Les films biographiques sur les révolutionnaires
D’abord, ce que l’on sait, c’est que les films biographiques – grands publics qui plus est – sur les révolutionnaires ne font pas florès auprès des producteurs. Si le genre a pris un essor important à partir de la fin des années 1980 (nous en parlions dans un article sur The Apprentice2), il reste surtout focalisé sur les self-made-man postmodernes (Jordan Belfort, Mark Zuckerberg, Dick Cheney, etc.) qui n’ont souvent que la réussite de leur petite personne en tête. Ainsi, Le Jeune Karl Marx (Raoul Peck, 2017), Che, 1re partie : L’Argentin et Che, 2e partie : Guerilla (Steven Soderbergh, 2008) ou encore Fanon font figures d’exceptions en la matière.

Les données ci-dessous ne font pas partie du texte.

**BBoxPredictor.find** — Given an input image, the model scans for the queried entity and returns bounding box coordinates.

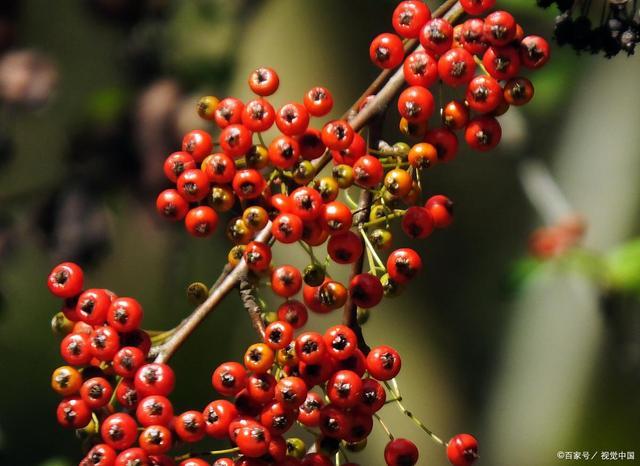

Ces trois derniers films se distinguent également par leur forme artistique, par leur traitement technique. La voix off, présente dans les trois films, est une manière pour les réalisateurs de narrer l’évolution et l’essentiel de la pensée politique de son sujet, souvent en travaillant un degré avancé de précision. Le Jeune Karl Marx, Che et Fanon recèlent de nombreux écrits et phrases réels des protagonistes. Dans le film biographique moyen, elle sert moins à porter un message politique qu’à lier l’intrigue (étalée sur plusieurs années), voire à faire rire (The Social Network, Le Loup de Wall Street). En effet, on peine à trouver des éléments comiques dans nos trois films. Sans doute en raison, primo, du sérieux du thème abordé ; et segundo, du manque de considération et de l’ignorance générales attachées aux personnages en système capitaliste, et plus particulièrement aujourd’hui où l’Éducation nationale est réduite à faire la propagande d’un “catéchisme pseudo “républicain””3. Cela peut conduire à un excès de gravité, pourrait-on dire, qui saute aux yeux dans Fanon sans pour autant porter atteinte au propos qui est défendu. En effet, en dehors de la voix off, la pensée du protagonisteest parfois restituée peu subtilement et de manière incomplète (au détour d’une conversation banale, qui prend abruptement un ton épique mal léché), mais au moins… elle est là. Puis, rappelons-le, c’est un film grand public, autrement dit sa forme doit rester proche de ce qui a tendance à se faire de nos jours et à remporter du succès en salle, tout en espérant être un jour diffusé à la télévision (Fanon a, à de nombreux égards, l’allure d’un téléfilm). L’aspect secondaire de la contradiction (l’exception) reste tout autant déterminé que son aspect principal (la règle).
Un autre élément caractéristique de nos trois films sont les scènes d’actions. En plus de jouer un rôle scénaristique non négligeable (pour ne pas ennuyer le spectateur et pour faire avancer la diégèse), elles vont appuyer la praxis des sujets. On se souvient de la scène d’ouverture de Le Jeune Karl Marx où des policiers à cheval poursuivent et tabassent des ouvriers en train de ramasser du bois en forêt : toute la violence, le rapport dialectique entre opprimés et oppresseurs exprimés plus tard par les jeunes Marx et Engels prend forme, et leur place (objective et subjective) dans la bataille aussi (les barricades n’ont que deux côtés). Les membres du FLN avec lesquels Fanon travaillent fuient à la venue des soldats français, quandet plus loin dans le film, une militante attaque avec une dague un soldat français ; le Che met en rang ses soldats et jette un patria o muerte à la face des bureaucrates impérialistes siégant à l’ONU ; Marx et Engels sèment en courant la police française qui les piste. C’est le combat théorique et pratique qui constitue le socle de leur existence. Et pour le coup, leur pratique est plutôt mise en avant, même dans Che où l’on voit les barbudos soigner, donner des cours, discuter politique, alors que le réalisateur aurait pu sacrifier ces instants sur l’autel du sensationnalisme pur (en ne filmant que les scènes de batailles armées).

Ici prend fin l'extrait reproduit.